More than ever, there exists the pervasive belief that man is nothing more than the result of his biological, psychological and sociological circumstances, the product of his nature and nurture. Frankl, as a professor of psychiatry and neurology, was more acutely aware of the influence of these factors on man than most, but his critique of this so-called “pan-determinism” is as relevant today as ever.
Free will may or may not exist, but the fact remains that it feels like it does, and so for all intents and purposes I am free to choose my behaviour in any given circumstance. By adopting the view that man is determined entirely by his environment is to disregard the truth that each of us possesses within ourselves the ability to determine ourselves in each and every moment.

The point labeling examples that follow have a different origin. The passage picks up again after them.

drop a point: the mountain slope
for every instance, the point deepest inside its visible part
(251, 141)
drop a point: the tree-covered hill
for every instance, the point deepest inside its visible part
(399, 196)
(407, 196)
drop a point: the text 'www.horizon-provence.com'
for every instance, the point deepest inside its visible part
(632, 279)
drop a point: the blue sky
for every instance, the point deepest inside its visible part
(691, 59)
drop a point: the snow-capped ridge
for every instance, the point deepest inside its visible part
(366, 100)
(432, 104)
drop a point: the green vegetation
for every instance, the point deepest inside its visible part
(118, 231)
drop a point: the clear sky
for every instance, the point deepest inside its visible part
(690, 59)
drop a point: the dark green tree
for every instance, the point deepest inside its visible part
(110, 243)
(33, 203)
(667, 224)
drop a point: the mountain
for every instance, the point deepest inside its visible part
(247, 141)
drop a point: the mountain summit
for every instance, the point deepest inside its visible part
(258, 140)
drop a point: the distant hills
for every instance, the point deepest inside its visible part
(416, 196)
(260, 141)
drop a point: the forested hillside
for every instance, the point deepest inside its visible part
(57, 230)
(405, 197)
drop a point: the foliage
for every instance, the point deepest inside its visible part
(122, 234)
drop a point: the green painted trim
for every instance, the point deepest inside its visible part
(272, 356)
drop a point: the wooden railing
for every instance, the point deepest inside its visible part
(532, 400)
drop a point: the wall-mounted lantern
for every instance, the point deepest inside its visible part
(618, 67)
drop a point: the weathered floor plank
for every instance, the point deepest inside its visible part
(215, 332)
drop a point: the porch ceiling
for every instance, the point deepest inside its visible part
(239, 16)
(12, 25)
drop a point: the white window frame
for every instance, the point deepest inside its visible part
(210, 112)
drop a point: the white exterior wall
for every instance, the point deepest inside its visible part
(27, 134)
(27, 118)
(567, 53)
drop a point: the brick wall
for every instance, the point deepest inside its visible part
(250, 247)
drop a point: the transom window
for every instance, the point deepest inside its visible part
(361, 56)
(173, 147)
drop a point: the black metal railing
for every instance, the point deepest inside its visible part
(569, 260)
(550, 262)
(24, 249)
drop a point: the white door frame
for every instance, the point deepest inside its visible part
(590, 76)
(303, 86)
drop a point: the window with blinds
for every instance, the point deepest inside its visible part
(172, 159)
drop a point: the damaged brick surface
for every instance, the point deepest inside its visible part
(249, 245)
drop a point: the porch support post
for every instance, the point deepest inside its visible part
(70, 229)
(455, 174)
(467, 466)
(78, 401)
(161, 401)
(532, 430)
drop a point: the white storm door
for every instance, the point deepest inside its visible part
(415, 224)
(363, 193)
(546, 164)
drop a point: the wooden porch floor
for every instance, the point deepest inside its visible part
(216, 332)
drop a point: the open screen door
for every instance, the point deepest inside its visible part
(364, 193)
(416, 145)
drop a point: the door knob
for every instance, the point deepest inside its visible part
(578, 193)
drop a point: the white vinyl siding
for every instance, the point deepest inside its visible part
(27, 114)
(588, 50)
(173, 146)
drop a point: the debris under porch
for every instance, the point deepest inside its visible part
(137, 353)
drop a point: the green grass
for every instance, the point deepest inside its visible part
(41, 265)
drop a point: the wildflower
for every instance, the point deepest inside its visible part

“Man is ultimately self-determining. Man does not simply exist but always decides what his existence will be, what he will become in the next moment.”
It is true that we can make certain assumptions as to the future of individuals based on statistical probabilities, but this is only true on the level of the population. “One of the main features of human existence”, writes Frankl, “is the capacity to rise above such conditions.” Thus the individual personality remains essentially unpredictable. Driving home this point, Frankl cites the case of one Dr. J. He, also known as “the mass murderer of Steinhof”, a man responsible for one of the Nazi’s euthanasia programs. Yet Frankl later made the acquaintance of a man describing a reformed Dr. He as “the best friend I ever met”, a man who “showed himself to be the best comrade you can imagine!” Dr. He provides a wonderful example of the way in which man is uniquely self-determining, capable of change at any moment. We may predict the movements of an automaton, and even try to predict the mechanisms of the human psyche as we further develop our understanding of the human brain, “but man is more than psyche”, and thus we possess within us the ability to carry out our existence responsibly.
“A human being is not one thing among others; things determine each other, but man is ultimately self-determining. What he becomes – within the limits of endowment and environment – he has made out of himself. In the concentration camps, for example, in this living laboratory and on this testing ground, we watched and witnessed some of our comrades behave like swine while others behaved like saints. Man has both potentialities within himself; which one is actualized depends on decisions but not on conditions.
Our generation is realistic, for we have come to know man as he really is. After all, man is that being who invented the gas chambers of Auschwitz; however, he is also that being who entered those gas chambers upright, with the Lord’s Prayer or the Shema Yisrael on his lips.”